Disposant de considérables moyens, les plateformes ont aussi squatté le genre du film d’action, jusque là privilège de studios aux poches pleines. Pourquoi aller voir Mission Impossible puisque nos instincts primaires pour les coups retors et les coups de savates, les courses poursuites et les cours de géopolitique sont désormais l’un des genres favoris des streamers, que ce soit en film ou en série. Netflix y met d’ailleurs de sacrés moyens, avec, souvent, une belle réussite d’audience : Gray Man, Tyler Rake, Red Notice, et cet été Agent Stone (un Mission Impossible au féminin avec Gal Gadot en wonder agent). On fait le tour du monde, on chasse le rénégat, on utilise des technologies militaires, on s’espionne et contre-espionne. Même Apple s’y est mis avec le film distrayant et pétaradant Ghosted, sorti cet été. Bref Ethan Hunt et James Bond ont été piratés. Une vampirisation qui détourne forcément le spectateur quand le cinéma ne parvient pas à faire une surenchère infinie, sauf à dramatiser et humaniser les enjeux. On en revient encore et toujours au scénario.

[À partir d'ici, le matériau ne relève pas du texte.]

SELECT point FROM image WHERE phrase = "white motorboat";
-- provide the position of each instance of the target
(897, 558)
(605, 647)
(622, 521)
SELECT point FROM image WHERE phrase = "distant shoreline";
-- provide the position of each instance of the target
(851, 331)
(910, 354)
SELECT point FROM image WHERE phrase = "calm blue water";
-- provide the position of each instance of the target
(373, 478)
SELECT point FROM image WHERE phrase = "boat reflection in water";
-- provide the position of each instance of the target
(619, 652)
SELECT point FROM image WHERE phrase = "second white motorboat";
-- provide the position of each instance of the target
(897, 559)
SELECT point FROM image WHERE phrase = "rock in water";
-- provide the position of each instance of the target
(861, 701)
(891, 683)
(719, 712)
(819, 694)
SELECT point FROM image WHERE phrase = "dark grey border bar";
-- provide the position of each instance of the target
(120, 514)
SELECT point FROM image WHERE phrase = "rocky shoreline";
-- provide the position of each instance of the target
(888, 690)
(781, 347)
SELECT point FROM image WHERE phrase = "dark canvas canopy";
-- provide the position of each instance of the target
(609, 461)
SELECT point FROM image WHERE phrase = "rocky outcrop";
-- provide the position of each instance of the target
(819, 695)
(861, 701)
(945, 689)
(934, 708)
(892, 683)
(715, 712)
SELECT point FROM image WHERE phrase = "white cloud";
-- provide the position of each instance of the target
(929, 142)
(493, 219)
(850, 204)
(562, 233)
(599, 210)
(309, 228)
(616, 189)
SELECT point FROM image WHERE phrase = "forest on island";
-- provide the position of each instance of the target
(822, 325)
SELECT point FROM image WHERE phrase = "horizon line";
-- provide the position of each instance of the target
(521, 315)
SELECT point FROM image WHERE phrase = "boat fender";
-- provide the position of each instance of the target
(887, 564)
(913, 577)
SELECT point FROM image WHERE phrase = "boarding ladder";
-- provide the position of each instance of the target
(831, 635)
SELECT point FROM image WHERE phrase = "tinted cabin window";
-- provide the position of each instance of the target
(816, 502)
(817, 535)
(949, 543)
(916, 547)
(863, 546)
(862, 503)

On le constate : on est à la croisée des chemins. Entre une fatigue des films de super-héros, qui pourraient terminer comme les cow-boys des Westerns dans les années 1960, des plateformes qui diffusent simultanément (sauf en France) des blockbusters (ce qui a tué des films comme Black Widow au box office), des sagas déclinées jusqu’à saturation pour les salles comme pour les foyers, sans apporter grand chose d’un point de vue cinématographique, le contenu est devenu un produit de consommation et de distraction qui n’a plus rien à voir avec l’objectif d’un film de cinéma : une transmission artistique, une émancipation du spectateur, une réflexion sur le monde ou même un divertissement qui se différencie par sa dimension cinématographique.

En finir avec le fake

À force d’effacer les personnages dans un fatras d’effets spéciaux, de noyer leur individualité dans des scénarios photocopiés, et d’oublier tout ce qui caractérise l’humain qui est dans chaque héros, les franchises sont dans une impasse. Pour plaire à tout le monde, on ne cherche même plus à dépasser le stade de la romance ado très prude (voire puritaine) pour des histoires d’amour d’adultes, on gomme tout désir ou sexualité, pour, dans un souci monothéiste, ne retenir que la lutte intime ou exposée entre le bien et le mal. Le sang ne coule plus (hormis sur une arcade sourcillière). On tue proprement. Et quand c’est un « gentil » qui meurt, il n’y a plus de place, de temps pour le deuil, la souffrance, la douleur. On zappe à la scène suivante sans que ça n’affecte réellement les autres protagonistes.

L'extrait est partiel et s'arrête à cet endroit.